石の上の溝が蛇の形で、そこに溜まっている水が枯れると旱魃になるという蛇地蔵。幸いなことに水は枯れていない。


街道は長閑な景色を楽しみつつ稲梓川沿いに進み、箕作(みつくり)に戻り着く。
箕作という地名は、謂れがありそうだ。
案の定、礪杵道作(ときのみちつくり=大津皇子の家来)が、大津皇子事件の際に朱鳥元年(686年)に謀反の罪でこの地に流罪となり、その後、居住したことが由来してついた地名と。
途中、道作八幡宮もあったようだが、立ち寄らなかった。
伊豆は源頼朝、日蓮や文覚など流罪の地だが、礪杵道作は伊豆の国へ流罪を受けた最初の人。1300年前の流刑人が地名に蘇る。


箕作を抜けると、行基の開山とされる米山薬師がある。
日本三大薬師の一つと謳っているが、とてもそのような気配は見えず、残りは越後と伊予の薬師というがこれも諸説ある。

この辺に、廻国塔や巡拝塔が多い。
廻国塔は全国六十六箇国を巡り大乗妙典を奉納、巡拝塔は西国・四国・秩父・坂東の観音霊場を廻った記念なのでいずれにせよ、気楽な街道歩きとは違った苦労が偲ばれる。
下田に近づくと、唐人お吉が身投げしたというお吉ヶ淵に御堂と、お吉を悼んで新渡戸稲造が建てたお吉地蔵がある。新渡戸稲造が何故、お吉を殊更に悼んだのだろうか。
から艸の浮名の下に枯れはてし 君が心は大和撫子


向陽院は枝垂桜が美しく、風待ちの港として栄えた下田に全国の船頭が安全を祈願したという夥しい地蔵が奉納されている。

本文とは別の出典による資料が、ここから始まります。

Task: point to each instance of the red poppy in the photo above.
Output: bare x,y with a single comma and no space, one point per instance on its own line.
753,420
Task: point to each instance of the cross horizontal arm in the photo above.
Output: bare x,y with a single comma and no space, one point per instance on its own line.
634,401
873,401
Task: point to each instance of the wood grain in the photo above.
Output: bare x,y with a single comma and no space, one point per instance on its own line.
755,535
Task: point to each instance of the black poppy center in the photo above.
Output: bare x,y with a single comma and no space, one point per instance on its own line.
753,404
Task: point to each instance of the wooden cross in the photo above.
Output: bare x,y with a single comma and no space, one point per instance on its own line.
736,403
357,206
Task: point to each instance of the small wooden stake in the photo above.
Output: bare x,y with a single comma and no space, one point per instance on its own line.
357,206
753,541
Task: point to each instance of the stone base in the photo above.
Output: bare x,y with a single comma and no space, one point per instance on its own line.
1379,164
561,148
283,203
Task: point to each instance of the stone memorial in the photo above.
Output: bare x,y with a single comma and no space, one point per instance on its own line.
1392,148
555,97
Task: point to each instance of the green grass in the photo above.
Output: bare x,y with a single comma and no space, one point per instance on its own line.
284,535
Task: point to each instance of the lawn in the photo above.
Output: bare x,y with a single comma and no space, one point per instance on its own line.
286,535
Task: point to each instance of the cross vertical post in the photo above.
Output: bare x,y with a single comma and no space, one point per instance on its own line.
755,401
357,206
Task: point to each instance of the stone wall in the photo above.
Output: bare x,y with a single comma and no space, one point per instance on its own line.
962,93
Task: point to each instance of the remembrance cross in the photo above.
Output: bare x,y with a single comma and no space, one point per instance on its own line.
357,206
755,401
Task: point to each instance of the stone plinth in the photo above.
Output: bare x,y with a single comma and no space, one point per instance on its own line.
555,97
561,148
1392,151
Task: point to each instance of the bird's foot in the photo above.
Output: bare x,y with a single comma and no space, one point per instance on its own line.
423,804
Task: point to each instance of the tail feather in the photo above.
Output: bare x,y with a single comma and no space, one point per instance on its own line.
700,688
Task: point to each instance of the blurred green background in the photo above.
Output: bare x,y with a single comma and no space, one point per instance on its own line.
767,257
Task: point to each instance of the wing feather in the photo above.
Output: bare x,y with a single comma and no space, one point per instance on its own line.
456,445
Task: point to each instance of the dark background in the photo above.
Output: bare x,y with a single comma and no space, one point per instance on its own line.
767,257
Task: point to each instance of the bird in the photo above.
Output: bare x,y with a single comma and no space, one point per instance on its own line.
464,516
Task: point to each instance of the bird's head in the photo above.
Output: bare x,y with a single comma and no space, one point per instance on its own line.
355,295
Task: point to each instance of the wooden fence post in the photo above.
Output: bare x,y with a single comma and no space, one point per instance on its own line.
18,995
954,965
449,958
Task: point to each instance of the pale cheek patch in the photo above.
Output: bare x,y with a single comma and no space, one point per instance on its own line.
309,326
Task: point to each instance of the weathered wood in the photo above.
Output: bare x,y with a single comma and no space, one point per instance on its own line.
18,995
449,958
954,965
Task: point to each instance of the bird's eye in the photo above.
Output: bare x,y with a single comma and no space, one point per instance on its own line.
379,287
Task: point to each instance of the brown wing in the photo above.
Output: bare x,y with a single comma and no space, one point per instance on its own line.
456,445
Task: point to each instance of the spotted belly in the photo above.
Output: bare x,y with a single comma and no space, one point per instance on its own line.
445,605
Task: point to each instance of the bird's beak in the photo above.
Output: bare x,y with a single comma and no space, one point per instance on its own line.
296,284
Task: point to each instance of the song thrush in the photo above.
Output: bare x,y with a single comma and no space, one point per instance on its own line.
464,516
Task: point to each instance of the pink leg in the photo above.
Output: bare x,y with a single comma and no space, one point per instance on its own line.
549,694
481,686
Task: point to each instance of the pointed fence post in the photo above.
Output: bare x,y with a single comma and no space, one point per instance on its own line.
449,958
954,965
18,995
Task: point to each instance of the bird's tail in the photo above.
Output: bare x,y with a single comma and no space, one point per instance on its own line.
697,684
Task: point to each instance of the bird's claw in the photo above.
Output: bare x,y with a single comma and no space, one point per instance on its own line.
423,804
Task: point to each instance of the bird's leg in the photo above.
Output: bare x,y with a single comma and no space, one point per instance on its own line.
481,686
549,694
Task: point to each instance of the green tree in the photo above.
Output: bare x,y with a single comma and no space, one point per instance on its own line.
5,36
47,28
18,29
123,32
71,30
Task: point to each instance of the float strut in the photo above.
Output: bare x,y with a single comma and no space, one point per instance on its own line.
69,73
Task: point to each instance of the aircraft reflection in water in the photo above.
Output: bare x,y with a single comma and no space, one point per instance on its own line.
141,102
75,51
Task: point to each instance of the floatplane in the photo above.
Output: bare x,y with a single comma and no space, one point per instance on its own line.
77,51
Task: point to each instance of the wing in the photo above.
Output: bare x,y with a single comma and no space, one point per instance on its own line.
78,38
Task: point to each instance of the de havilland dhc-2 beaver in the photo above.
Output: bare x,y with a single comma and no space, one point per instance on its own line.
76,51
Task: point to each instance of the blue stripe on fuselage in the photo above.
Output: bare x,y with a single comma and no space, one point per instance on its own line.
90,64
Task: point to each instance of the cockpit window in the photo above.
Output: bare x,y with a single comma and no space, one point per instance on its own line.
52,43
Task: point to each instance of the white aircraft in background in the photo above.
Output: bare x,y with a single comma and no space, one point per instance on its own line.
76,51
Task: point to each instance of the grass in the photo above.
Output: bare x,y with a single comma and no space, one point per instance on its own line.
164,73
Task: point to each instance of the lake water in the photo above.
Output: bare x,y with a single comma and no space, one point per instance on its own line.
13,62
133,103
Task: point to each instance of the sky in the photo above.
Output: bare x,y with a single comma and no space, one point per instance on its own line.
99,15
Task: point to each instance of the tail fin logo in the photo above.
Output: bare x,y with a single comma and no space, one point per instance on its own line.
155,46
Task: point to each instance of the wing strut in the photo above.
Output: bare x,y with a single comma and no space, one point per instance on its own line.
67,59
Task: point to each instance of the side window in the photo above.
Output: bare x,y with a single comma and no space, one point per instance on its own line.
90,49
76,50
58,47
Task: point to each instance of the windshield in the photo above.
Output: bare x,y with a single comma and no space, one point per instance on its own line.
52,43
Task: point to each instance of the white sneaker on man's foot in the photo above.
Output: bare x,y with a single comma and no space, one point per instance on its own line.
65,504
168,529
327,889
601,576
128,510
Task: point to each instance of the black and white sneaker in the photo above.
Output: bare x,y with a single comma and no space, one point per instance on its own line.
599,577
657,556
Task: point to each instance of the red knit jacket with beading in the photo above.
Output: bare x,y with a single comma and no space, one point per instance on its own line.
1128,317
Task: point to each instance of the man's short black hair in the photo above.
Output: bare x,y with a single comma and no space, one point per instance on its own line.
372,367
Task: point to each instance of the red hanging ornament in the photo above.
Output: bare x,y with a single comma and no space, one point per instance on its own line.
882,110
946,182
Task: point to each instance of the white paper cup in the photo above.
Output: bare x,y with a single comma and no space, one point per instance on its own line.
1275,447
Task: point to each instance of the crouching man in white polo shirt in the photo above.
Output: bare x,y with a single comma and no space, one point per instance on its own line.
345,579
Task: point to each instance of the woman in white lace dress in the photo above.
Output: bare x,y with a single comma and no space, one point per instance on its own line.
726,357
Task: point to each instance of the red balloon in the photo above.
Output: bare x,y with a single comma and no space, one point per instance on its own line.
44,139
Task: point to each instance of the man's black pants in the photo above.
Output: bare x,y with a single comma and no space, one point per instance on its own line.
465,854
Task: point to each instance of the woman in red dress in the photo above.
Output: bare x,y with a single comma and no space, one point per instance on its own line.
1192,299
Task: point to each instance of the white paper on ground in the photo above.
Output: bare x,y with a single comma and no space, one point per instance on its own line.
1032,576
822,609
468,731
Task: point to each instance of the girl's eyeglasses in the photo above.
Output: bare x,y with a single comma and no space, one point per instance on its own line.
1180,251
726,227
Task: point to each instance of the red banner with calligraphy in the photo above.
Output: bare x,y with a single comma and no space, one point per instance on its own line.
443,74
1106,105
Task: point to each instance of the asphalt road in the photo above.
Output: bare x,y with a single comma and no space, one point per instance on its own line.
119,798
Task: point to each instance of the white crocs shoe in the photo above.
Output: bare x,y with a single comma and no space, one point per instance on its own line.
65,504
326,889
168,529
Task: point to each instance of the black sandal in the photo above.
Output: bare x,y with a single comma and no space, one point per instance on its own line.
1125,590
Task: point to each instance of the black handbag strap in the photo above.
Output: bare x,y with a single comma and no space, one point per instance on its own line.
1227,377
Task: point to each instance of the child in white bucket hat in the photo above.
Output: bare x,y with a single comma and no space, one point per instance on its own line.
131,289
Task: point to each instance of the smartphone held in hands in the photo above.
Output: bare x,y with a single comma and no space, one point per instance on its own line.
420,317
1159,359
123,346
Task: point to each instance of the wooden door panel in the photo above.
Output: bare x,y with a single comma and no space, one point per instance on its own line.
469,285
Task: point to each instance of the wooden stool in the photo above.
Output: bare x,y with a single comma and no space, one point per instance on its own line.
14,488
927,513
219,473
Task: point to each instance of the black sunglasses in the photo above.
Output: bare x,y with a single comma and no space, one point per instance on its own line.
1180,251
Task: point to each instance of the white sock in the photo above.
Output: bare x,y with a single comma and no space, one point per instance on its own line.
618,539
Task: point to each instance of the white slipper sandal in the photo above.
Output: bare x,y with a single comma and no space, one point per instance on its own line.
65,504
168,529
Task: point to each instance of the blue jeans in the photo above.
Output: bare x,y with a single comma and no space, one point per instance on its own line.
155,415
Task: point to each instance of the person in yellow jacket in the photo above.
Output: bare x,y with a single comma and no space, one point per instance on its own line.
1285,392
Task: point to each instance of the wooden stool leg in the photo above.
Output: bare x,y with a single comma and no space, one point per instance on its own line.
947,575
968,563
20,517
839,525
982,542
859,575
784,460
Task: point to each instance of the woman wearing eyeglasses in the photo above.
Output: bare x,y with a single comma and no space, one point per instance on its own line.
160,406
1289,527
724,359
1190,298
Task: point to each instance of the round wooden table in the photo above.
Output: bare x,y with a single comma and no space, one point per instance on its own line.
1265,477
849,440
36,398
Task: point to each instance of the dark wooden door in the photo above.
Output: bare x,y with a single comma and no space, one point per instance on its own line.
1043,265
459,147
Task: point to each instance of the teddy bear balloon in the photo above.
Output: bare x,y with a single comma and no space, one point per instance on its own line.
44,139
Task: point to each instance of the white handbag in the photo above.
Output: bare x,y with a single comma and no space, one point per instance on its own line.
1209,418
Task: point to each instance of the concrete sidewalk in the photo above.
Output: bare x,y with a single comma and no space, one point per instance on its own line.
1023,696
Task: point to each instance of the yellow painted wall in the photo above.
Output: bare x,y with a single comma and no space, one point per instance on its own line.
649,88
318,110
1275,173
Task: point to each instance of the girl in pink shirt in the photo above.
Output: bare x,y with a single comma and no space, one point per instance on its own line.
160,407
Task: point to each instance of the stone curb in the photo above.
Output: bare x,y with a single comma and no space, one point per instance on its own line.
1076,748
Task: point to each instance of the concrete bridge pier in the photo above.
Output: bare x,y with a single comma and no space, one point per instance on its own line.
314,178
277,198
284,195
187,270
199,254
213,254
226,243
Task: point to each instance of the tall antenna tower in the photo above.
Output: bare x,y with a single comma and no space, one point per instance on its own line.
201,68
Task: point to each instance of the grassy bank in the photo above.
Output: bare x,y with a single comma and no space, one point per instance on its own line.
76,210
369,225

下田富士を眺めながら、街中に入り、下田街道の終着点の「みなと橋」で旅を終える。


お決まりの、ペリーの碑や吉田松陰にまつわる史跡、唐人お吉の墓や坂本竜馬由来を売り物にするあざとい宝福寺など見て散策。
稲田寺の安政の東海地震の犠牲者を供養する津なみ塚が、東日本大震災後だけに心に重く響き、下田駅前は休日にもかかわらず震災の影響で火の消えたような寂しさだった。



流刑の地の歴史を背負った伊豆半島は、たおやかな自然とは裏腹に、震災の影響ばかりではない温泉地の衰退は見るも無惨で、その中を貫く下田街道に拡がる光景は、震災の前と後で季節の歩み以外は何一つ変化のある筈もないが、見る者の心は大きく揺らぎ、刻み付けられる記憶も変転する。
春の陽光にもかかわらず、どこか冷めやかに見える光景は、行く末も決して同じものではあり得ず、その時の心はどう移ろふか。
移ろいは「うつろひ」であり、うつろひは「虚ろひ」でもあり「空ろひ」だ。
小野小町は花の色はうつりにけりなと詠い、藤原定家は本歌取りをするが、どちらも「身はいたずらに」だ。
たづね見る花のところもかはりけり 身はいたづらのながめせしまに(藤原定家)
いたずらにでも、移ろいを確かめに、まだ少し先に進んでみる。